‘Well, don’t.’ Sitting forward again, she spooned up some of the crème caramel but couldn’t quite make herself lift it to her mouth. So she laid it back in the dish, glanced up, saw the way he was studying her. The shimmering glint going on between those sooty eyelashes made her feel more prickly the longer his scrutiny went on.
‘What?’ she snapped when she could stand it no longer, defiant and defensive at the same time.
‘I think I have inadvertently hit a tender nerve,’ he drawled slowly.
‘No. I just don’t understand your sudden interest.’
‘You are my wife—’
‘Estranged wife.’ Why did that sound so wrong right now? Reaching out to pick up her wine glass, Lexi sat glaring into its contents. So they were sitting here, eating a meal together like husband and wife. So they were intending to go from here to the same bed and—well—do what married couples usually did and sleep together—in every sense. Half an hour ago they’d almost missed dinner and headed straight for the bed. But none of the above made them a married couple, and definitely did not make him a husband and her a wife.

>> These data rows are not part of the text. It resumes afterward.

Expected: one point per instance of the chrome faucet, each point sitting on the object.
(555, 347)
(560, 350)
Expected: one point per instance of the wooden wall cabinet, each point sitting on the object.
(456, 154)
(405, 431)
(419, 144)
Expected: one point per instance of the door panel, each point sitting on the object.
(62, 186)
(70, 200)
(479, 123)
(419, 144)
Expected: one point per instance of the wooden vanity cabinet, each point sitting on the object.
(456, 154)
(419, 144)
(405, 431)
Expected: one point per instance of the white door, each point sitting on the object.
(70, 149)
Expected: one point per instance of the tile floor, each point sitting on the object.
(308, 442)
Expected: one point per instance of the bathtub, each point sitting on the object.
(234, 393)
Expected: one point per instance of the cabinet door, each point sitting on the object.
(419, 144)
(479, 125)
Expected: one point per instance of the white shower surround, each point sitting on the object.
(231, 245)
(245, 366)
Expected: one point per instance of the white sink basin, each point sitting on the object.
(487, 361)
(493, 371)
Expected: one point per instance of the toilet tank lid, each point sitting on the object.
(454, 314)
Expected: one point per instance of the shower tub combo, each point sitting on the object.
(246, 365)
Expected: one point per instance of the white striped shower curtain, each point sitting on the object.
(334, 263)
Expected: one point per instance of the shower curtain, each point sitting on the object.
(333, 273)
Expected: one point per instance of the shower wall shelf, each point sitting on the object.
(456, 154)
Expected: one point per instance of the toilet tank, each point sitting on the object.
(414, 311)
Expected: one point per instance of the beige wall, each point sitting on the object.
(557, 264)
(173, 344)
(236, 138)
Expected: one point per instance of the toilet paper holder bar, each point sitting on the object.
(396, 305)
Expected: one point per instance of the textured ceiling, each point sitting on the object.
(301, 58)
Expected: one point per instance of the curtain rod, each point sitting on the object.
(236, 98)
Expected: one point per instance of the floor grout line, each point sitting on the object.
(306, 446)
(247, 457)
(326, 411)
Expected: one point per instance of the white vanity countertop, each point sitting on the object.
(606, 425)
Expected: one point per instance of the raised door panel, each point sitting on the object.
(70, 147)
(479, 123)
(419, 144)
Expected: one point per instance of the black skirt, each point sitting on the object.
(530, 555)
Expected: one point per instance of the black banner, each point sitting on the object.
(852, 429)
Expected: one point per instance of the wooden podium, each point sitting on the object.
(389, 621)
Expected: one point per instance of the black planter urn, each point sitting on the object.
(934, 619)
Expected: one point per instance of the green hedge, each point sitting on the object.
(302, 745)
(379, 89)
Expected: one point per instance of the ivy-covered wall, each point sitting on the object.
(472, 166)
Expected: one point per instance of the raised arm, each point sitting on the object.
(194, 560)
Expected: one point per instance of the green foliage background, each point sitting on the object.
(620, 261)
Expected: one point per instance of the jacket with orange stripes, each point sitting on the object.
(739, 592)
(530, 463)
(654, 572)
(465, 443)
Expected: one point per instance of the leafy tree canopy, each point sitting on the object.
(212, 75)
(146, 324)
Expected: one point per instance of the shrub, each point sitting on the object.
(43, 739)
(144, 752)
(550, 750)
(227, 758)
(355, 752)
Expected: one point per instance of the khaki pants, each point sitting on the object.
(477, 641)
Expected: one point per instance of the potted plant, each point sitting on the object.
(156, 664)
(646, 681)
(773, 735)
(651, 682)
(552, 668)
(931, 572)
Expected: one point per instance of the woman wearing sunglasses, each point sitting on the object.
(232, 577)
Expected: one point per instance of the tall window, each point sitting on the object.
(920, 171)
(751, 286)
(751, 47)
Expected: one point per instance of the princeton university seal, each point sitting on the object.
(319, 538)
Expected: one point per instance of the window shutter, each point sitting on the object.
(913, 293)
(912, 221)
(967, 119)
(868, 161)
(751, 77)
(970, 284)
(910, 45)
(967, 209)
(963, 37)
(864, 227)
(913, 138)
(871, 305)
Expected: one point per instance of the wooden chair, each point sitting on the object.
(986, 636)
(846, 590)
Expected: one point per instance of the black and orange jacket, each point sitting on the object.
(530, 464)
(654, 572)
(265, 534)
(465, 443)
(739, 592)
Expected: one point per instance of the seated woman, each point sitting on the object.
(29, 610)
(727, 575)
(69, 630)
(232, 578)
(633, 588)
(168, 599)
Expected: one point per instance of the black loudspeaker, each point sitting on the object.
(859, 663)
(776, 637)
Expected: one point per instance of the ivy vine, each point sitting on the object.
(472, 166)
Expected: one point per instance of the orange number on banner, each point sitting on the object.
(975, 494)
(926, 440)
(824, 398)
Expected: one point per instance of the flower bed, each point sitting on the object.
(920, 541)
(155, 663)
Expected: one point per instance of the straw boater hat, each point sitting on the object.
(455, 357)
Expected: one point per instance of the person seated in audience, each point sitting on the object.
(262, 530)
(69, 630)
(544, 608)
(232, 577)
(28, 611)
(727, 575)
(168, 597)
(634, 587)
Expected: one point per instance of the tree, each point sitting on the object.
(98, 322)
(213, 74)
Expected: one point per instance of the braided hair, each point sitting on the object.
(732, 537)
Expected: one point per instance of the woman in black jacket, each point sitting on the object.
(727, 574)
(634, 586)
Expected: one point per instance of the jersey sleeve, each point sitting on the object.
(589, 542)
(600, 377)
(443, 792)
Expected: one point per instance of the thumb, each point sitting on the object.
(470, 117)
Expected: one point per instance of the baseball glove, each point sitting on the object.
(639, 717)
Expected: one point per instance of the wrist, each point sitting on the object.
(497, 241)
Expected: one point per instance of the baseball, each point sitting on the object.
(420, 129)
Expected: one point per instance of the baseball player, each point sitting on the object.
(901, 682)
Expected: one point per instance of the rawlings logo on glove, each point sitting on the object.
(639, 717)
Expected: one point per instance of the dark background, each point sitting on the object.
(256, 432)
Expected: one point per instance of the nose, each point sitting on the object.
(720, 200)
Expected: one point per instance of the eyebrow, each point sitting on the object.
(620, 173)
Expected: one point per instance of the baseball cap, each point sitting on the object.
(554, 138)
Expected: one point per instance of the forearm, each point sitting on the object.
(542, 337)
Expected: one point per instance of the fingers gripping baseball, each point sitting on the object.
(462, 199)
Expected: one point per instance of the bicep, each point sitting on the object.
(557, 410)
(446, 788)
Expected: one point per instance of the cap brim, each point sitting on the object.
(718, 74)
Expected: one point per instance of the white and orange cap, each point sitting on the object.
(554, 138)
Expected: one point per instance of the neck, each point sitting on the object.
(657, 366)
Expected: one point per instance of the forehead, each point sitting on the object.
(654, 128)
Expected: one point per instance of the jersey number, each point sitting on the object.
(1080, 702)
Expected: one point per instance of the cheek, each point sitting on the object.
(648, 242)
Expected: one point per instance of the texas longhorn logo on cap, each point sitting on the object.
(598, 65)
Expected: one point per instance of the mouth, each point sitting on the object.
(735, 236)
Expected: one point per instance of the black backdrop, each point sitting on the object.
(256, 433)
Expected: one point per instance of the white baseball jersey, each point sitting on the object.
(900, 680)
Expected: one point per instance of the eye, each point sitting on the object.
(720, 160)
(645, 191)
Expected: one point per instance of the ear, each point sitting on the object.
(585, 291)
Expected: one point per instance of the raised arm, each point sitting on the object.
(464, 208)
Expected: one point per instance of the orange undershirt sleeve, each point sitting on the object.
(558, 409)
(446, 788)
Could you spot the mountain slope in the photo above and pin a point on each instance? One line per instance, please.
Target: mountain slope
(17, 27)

It never had the last time she’d lived here as his wife. She’d been plonked in a suite two wings away from him like some bad germ it was best to keep as far away from him as possible. And he hadn’t complained. He hadn’t kicked up a fuss or had her moved to the suite next door to him like he’d done this time. He’d visited her like a reluctant but rigidly polite host, with polite knocks on her door and polite enquiries as to her health, every single morning before he’d left for work, she recalled; and she felt the same bleak emptiness fill her now that had used to fill her up back then.
He’d looked so tall and breathtakingly handsome, wearing a business suit that had made him look oddly younger—when it should have been the other way round. Because the guy who’d lived in shorts and a T-shirt all through the summer should have looked the younger one.
‘Lexi …’ he prompted softly.
‘I don’t have a father,’ she announced.
‘Everyone has a father, cara,’ he drawled.
‘Well, I don’t. Now, change the subject.’
He was lounging back in his chair now, which placed his face out of the flickering light from the candles so she couldn’t read his expression. But she could feel the cogs in his brain turning over, feel him pondering whether to push her a bit more into opening up for him.
Then he took in a short breath. ‘If it upsets you this much then I offer you my apologies,’ he said smoothly. ‘I agree. Let’s change the subject.’
But now he was willing to do that Lexi found herself changing her mind too. ‘No. Let’s finish what you’ve already started and get it over with. So what do you want to know. My full family tree? OK.’ She sat back again, tense as a skittish cat and defiant with it. She tossed her hair back from her face. ‘Mother—Grace Hamilton. Actress but not famous.’ She lifted her hand up to place Grace like an imaginary branch in the air in front of her, her fingers trembling as she did. ‘Father—unknown. Because Grace was very vague about things she did not want to face and there was no name on my birth certificate.’ She placed him in the air next to Grace. ‘Oh, and I forgot to put my grandmother up there. Anyone else?’ She pretended to ponder that, with her eyes flashing all kinds of aggression, while Franco just reclined back in his chair and listened with an infuriatingly impassive silence. ‘A hamster called Racket,’ she remembered. ‘I wanted a dog, but I wasn’t allowed one because we moved around too much. Then there is Bruce, of course.’ As she spoke Bruce’s name she dared Franco with the sparkle in her eyes to say a single thing. ‘Bruce is the only person who has ever been and remained a constant part of my life … I wonder where I should place him on my tree?’
‘Father figure?’ Franco suggested, with a silken stealth that raised Lexi’s hackles so much she thought for a second she was going to leap up and hit him.
‘You need to wash your mouth out with soap.’ She made do with sending him a withering glance. ‘At least he’s always cared what happened to me.’
‘And lusted after you like a seething old lecher.’
‘How dare you say that?’ Lexi gasped out.
‘I dare because he is
twelve years older than you, yet he could never look at you without stripping your clothes off.’
Stung by that shocking observation, she hit right back. ‘Well, better a sleazy old lecher than a two-timing young one.’
Franco’s dark head went back. ‘Are you calling me a lecher?’
‘What do you call a guy who pursues a stupid, innocent girl with the sole intention of bedding her for a bet?’
‘The bet was—unfortunate,’ he growled, with an impatient movement of his hand that Lexi read as downright haunted guilt. ‘It had nothing to do with what you and I were really about.’
‘Tell that to your golden friends.’ Lexi laughed, and it wasn’t a nice laugh. ‘And let us not gloss over the fact that you collected your winnings,’ she added for good measure.
‘There was a reason why I did that,’ he said tightly.
‘I’m all ears,’ encouraged Lexi.
‘We were discussing Bruce Dayton’s unhealthy obsession with you,’ he muttered, losing all that super cool sophistication he’d brought to the dinner table.